The above description is only exemplary of the invention and should not be taken as limiting the scope of the invention, so that the invention is intended to cover all modifications and equivalents of the embodiments described herein. In addition, the technical features, the technical schemes and the technical schemes can be freely combined and used.

Claims

1. A method for automatically generating a front-end code based on a Web picture is characterized by comprising the following steps:

identifying elements in the Web picture to obtain element information;

and combining the layout of the CSS codes with the style of the CSS codes to obtain the CSS codes.

2. The method for automatically generating the front-end code based on the Web picture as claimed in claim 1, wherein identifying the element in the Web picture and obtaining the element information comprises:

and inputting the Web picture into an element identification network, and outputting the element information by the element identification network.
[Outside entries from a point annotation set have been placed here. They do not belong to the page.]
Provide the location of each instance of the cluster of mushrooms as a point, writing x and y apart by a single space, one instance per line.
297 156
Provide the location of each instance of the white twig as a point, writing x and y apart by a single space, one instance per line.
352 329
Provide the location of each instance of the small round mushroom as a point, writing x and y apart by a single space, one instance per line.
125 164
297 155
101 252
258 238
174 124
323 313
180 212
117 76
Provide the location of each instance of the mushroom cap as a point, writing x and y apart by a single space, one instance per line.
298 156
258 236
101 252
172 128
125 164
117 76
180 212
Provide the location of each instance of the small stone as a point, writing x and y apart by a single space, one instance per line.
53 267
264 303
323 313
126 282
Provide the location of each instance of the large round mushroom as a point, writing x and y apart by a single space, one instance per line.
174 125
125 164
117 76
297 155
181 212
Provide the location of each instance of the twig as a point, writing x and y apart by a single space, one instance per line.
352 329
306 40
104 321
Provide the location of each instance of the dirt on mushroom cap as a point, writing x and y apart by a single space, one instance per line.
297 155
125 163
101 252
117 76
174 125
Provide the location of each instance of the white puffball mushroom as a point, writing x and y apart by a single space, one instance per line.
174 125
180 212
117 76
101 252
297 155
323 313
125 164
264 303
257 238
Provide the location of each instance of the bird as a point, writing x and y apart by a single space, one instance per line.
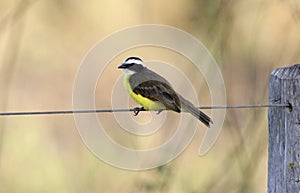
154 92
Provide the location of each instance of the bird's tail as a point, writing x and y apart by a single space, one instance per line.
189 107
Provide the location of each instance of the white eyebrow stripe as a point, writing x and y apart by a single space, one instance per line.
130 61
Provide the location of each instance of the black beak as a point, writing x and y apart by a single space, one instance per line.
122 66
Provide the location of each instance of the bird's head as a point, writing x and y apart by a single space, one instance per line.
132 65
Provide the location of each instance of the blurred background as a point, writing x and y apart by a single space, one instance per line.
42 44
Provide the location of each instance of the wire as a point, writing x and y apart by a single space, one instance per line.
19 113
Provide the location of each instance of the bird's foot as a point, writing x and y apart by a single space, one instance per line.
137 110
159 111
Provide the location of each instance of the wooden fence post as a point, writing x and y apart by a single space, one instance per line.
284 131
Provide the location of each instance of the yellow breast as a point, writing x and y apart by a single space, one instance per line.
145 102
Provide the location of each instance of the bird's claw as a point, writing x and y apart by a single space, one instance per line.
137 110
159 111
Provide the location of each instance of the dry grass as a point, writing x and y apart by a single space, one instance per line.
42 44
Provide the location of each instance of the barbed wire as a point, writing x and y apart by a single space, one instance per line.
57 112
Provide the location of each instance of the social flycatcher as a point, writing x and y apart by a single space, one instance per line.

3. The method for automatically generating the front-end code based on the Web picture as claimed in claim 2, further comprising:

4. The method for automatically generating the front-end code based on the Web picture according to any one of claims 1 to 3, wherein the obtaining of the page layout information according to the element information generation container comprises:

5. The method of claim 4, wherein generating a container for the element information by using a container generation algorithm comprises:

in the first sequencing result, if the distance between two adjacent elements is greater than a first threshold, classifying a previous element in the two adjacent elements into a previous container, and classifying a subsequent element in the two adjacent elements into a subsequent container to obtain containers distributed according to the first direction;

6. The method for automatically generating the front-end code based on the Web picture as claimed in claim 4, further comprising: and generating HTML codes by combining the element information, the position information of the container and the nesting relation of the container and the elements.

7. The method for automatically generating the front-end code based on the Web picture according to any one of claims 1 to 3, wherein performing style inference on the element information to obtain the style of the CSS code comprises:

the color of the element edge pixels is taken as the background color of the element and container.

8. The method for automatically generating the front-end code based on the Web picture according to any one of claims 1 to 3, wherein performing style inference on the element information to obtain the style of the CSS code comprises:

9. The method as claimed in claim 8, wherein the first neural network and the second neural network are obtained by training a ResNet34, and wherein the loss functions of the first neural network and the second neural network are MAE loss functions.

10. An automatic front-end code generation device based on Web pictures is characterized by comprising:

11. A computer device comprising a memory, a processor and a computer program stored on the memory and executable on the processor, wherein the processor implements the method for automatically generating a front-end code based on a Web picture according to any one of claims 1 to 9 when executing the computer program.

12. A computer-readable storage medium, characterized in that the computer-readable storage medium stores a computer program for executing the method for automatically generating a front-end code based on a Web picture according to any one of claims 1 to 9.